I don’t like most of the Flex MVC frameworks cause they force me to write more code. I do like frameworks and tools that let me write less code. But there is no free lunch and, at some point, even productive frameworks, tools, and libraries reach critical mass and the finger pointing game begins.

Today, I’ve been working on an application that was supposed to display a list of orders form a relational DBMS. Not a rocket science. But let’s go over the languages, libraries, tools, and frameworks I had to use for this.

First, I wrote a 20-lines SQL Union statement and tested it in Oracle’s SQL Developer. Then I generated 80% of the code and wrote the other 20% manually. Here’s what I was using:

1. Eclipse IDE for Java EE Developers (Eclipse Foundation), which comes with the WTP plugin

2. CRUD code generator Clear Data Builder (Farata Systems). It generated the initial application written in Java, ActionScript, MXML. It also generated ANT build script

3. Configured Apache Tomcat (Apache Foundation) to run from inside Eclipse – this is where my rich Internet application is deployed.

4. Added to the project the libraries of MyBatis (Clinton Begin and Apache Foundation). This is a light-weight data mapping framework. You map manually written SQL to a Java DTO, which eliminates the need to write JDBC.

5. Spring Framework (Spring Source) was used to simplify wiring of MyBatis into my Java applications.

6. BlazeDS framework (Adobe) is being used for efficient serialization of the server-side Java into client-side ActionScript objects and back via AMF protocol. This exchange happens between the peer ActionScript/Java DTOs.

7. The ActionScript DTOs where automatically generated based on their Java peers by the DTO2FX tool (Farata Systems)

8. Most of the Java code was generated, but I had to write small fragments to be called for data manipulations via SQL/MyBatis

9. The latter would engage the Oracle driver and DBMS (Oracle)
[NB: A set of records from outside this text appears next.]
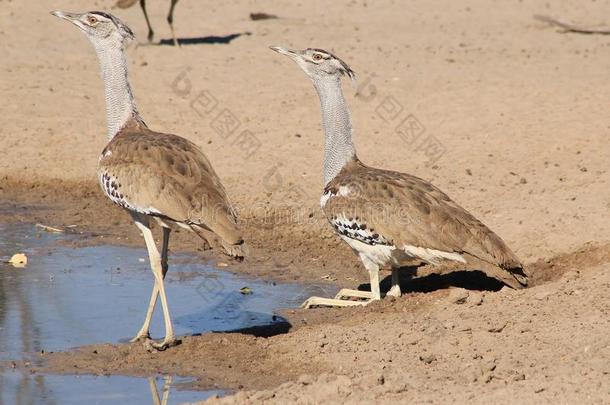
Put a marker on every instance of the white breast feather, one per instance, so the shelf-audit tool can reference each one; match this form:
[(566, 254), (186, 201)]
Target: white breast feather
[(381, 255)]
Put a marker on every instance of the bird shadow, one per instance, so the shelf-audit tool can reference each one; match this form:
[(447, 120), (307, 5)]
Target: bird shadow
[(209, 40), (469, 280), (279, 327)]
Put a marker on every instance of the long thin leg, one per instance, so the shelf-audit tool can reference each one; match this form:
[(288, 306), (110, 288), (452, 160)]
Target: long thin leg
[(395, 290), (151, 34), (373, 295), (144, 331), (152, 384), (155, 264), (170, 21)]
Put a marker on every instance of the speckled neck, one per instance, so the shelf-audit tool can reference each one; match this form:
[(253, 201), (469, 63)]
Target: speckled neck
[(339, 148), (120, 102)]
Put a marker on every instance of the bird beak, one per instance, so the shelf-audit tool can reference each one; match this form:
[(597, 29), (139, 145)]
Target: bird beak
[(72, 17), (284, 51)]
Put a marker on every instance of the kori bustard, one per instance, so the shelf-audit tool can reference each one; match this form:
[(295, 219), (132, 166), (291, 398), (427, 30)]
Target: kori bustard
[(151, 33), (154, 176), (390, 219)]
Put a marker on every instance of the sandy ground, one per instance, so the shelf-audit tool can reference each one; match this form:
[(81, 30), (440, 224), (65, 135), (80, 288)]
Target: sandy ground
[(517, 109)]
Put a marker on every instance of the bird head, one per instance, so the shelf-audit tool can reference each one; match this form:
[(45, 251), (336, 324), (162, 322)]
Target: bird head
[(100, 27), (317, 63)]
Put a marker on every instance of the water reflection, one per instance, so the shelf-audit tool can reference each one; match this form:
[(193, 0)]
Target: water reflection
[(26, 389), (69, 297)]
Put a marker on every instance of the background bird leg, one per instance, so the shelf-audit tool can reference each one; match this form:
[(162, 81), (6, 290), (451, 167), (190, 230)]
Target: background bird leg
[(395, 290), (151, 33), (170, 21)]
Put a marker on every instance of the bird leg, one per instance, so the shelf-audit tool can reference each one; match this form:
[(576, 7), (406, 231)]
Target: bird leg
[(151, 33), (170, 21), (155, 264), (395, 290), (338, 301), (152, 384), (144, 331)]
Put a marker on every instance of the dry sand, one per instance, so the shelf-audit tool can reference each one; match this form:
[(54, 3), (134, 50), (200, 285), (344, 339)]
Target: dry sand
[(518, 110)]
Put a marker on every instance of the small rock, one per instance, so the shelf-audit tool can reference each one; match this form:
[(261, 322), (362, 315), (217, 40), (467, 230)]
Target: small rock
[(519, 377), (380, 380), (475, 299), (427, 358), (458, 296), (497, 328), (305, 380)]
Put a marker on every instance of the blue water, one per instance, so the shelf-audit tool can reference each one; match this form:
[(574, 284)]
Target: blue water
[(68, 297), (22, 389)]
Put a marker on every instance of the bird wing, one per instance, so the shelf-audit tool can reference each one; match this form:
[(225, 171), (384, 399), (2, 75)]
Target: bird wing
[(169, 176), (404, 210)]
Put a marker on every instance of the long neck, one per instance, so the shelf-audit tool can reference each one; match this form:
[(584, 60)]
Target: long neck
[(339, 147), (120, 103)]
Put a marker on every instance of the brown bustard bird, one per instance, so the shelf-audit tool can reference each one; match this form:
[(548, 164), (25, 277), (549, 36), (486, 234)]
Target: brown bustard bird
[(391, 219), (153, 176), (151, 33)]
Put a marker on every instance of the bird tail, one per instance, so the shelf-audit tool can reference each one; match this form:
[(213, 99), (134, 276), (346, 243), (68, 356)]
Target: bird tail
[(512, 276), (125, 3)]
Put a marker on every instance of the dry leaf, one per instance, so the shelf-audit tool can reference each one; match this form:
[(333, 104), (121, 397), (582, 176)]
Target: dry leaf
[(18, 260)]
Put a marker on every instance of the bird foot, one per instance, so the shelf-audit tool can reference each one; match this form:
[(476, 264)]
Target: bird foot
[(330, 302), (141, 336), (347, 293), (394, 292), (168, 342)]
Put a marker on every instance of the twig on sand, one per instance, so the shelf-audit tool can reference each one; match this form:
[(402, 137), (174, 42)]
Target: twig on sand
[(565, 27), (49, 228)]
Everything’s ready. Start the server, run the Flex app, and…instead of data I’m getting this error: ” org.springframework.jdbc.ArchiveSQLException : Error setting null parameter. Most JDBC drivers require that the JdbcType must be specified for all nullable parameters. Cause: java.sql.SQLException: Invalid column type”.

This error message is misleading. I do insert parameters to the SQL Select, but they are not nulls. I don’t insert anything into the database. The worst part is that there is nothing left to debug. Everything up to the last SQL-annotated Java method declaration works fine. But you can’t debug a method signature, can you? Who is to blame? Oracle driver? Or should I get the source code of MyBatis trying to find the line of the code that blows up?

Enough for today. Going home. I don’t know what’s causing this issue, but I’ll find the solution. The only question is how much time I’m going to spend on it. Do all these productivity frameworks and tools really save time in the long run? Would I be better off writing JDBC code manually? AS a matter of fact I like MyBatis a lot better than Hibernate, but still… Where are the time savings?